Thoughts on Fantasy Races I

What is a fantasy race, anyways? What’s it for?

The shallow answer is that fantasy races are sentient non-humans. But what I’m actually asking is “Why even have a game system feature called ‘race’ in the first place? What does it do that the broad upper-level feature ‘class’ and the narrower low-level feature ‘skills’ does not?”

The B/X and BECMI strains of D&D asked those questions and answered “Nothing, really.” So fantasy races just became other classes, classes with minimum ability scores and tweaked abilities compared to the human class closest in concept. AD&D answered the question another way, making races the source of ability score modifiers, which in turn affect both class abilities and skills. This becomes the main use of race in 3e, making certain race and class combos optimal and discouraging other combos as sub-optimal.

But in OD&D, each race has class and level restrictions paired with a handful of extra abilities. Elves get to combine fighting and magic-use, are better at finding secret doors, and get a couple combat bonuses. Dwarves get magic resistance and familiarity with the underground. Halflings get magic resistance and better missile attacks. Elves and Dwarves also get extra languages (… or do they?)

So OD&D fantasy races are modifiers to class, but not to ability scores. Or to skills, which didn’t exist yet. I prefer to keep that concept and drift further in that direction, rather than either the B/X “race as class” direction or the AD&D “race modifies ability scores” direction.
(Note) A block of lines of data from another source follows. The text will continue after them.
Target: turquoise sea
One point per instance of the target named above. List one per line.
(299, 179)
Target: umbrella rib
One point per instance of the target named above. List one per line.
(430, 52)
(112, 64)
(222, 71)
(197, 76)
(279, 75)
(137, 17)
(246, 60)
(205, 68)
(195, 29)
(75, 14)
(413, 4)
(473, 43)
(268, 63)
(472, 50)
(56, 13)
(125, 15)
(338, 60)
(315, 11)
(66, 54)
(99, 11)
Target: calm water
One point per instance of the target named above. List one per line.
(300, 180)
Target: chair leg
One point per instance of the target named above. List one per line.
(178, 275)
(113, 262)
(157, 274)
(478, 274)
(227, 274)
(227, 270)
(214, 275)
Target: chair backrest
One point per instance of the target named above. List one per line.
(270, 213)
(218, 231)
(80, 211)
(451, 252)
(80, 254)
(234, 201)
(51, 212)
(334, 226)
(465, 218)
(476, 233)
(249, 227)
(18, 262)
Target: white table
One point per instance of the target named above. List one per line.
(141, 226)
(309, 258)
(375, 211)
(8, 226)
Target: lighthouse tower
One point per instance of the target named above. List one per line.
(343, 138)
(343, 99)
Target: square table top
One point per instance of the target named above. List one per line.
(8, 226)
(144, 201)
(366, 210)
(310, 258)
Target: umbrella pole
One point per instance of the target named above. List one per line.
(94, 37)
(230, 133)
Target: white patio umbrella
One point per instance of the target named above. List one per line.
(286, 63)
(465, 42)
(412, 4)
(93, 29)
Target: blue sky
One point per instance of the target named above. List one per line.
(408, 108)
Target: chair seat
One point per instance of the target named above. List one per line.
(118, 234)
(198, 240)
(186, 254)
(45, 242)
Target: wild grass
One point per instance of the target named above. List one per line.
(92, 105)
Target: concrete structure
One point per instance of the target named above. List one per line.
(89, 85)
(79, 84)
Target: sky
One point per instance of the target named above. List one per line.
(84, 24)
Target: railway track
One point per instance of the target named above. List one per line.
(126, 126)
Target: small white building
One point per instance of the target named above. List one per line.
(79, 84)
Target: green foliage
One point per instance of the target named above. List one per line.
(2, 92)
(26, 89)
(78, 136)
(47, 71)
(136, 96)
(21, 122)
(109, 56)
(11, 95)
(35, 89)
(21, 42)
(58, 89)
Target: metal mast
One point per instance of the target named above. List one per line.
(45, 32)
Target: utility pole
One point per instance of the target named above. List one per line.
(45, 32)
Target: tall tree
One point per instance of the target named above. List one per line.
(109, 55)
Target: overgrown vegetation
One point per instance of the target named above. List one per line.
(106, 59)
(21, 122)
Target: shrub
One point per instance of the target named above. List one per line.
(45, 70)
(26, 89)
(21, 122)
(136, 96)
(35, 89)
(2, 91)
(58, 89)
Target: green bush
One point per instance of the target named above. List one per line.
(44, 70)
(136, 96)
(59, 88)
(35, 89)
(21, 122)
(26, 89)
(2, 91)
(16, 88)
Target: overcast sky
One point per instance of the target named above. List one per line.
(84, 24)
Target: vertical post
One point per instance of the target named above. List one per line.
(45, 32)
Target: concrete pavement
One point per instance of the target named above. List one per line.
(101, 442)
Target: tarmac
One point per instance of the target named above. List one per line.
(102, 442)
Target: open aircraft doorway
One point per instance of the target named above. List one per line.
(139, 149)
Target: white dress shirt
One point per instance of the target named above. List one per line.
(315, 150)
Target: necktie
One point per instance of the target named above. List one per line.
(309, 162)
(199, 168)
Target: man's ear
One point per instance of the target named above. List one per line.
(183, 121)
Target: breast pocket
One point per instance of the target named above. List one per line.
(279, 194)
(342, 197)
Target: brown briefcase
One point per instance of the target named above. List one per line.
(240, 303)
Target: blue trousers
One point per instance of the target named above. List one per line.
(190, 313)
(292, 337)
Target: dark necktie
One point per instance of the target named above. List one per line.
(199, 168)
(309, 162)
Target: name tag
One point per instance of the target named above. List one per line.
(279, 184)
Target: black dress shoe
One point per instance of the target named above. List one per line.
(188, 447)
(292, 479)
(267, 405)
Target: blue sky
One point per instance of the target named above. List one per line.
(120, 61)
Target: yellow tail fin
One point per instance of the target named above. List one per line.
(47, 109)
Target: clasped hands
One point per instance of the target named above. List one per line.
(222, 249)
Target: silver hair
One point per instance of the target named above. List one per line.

There should be two components to any race: the physical side and the cultural side. Language is clearly part of the cultural side, but so are the restrictions. Elves can’t be Clerics and can’t go above 4th level as a Fighter because Cleric and Fighter are defined in terms of human culture, but they get the benefit of freely practicing magic and combat side by side, or firing arrows while moving on foot, because these are things that fit elven culture. Their heightened senses, however, are physical differences. This matters mostly because elves raised by humans or vice versa should have the physical benefits of their race, but the cultural benefits of their adopted race. Notice that Thieves, which are more like a profession than an aspect of human culture, have no race or level restrictions. It’s something I think should be maintained for new professions, like the Apothecary and Leech classes I created.

Languages would also be based on culture as well. Elves raised by elves speak Elvish as their native tongue and Common as their second tongue. Elves raised by humans would not speak Elvish, in many cases. As a side note, I personally interpret the additional languages not as actual languages, but mutually intelligible dialects. Orcs, Hobgoblins, and Gnolls speak languages related to Elvish, while Gnomes, Kobolds, and Goblins speak languages related to Dwarvish. Halflings originally got no bonus languages because their native language is supposed to be unique or possibly related to Common.

All these things are points for me to keep in mind as I decide how to develop races for Liber Zero.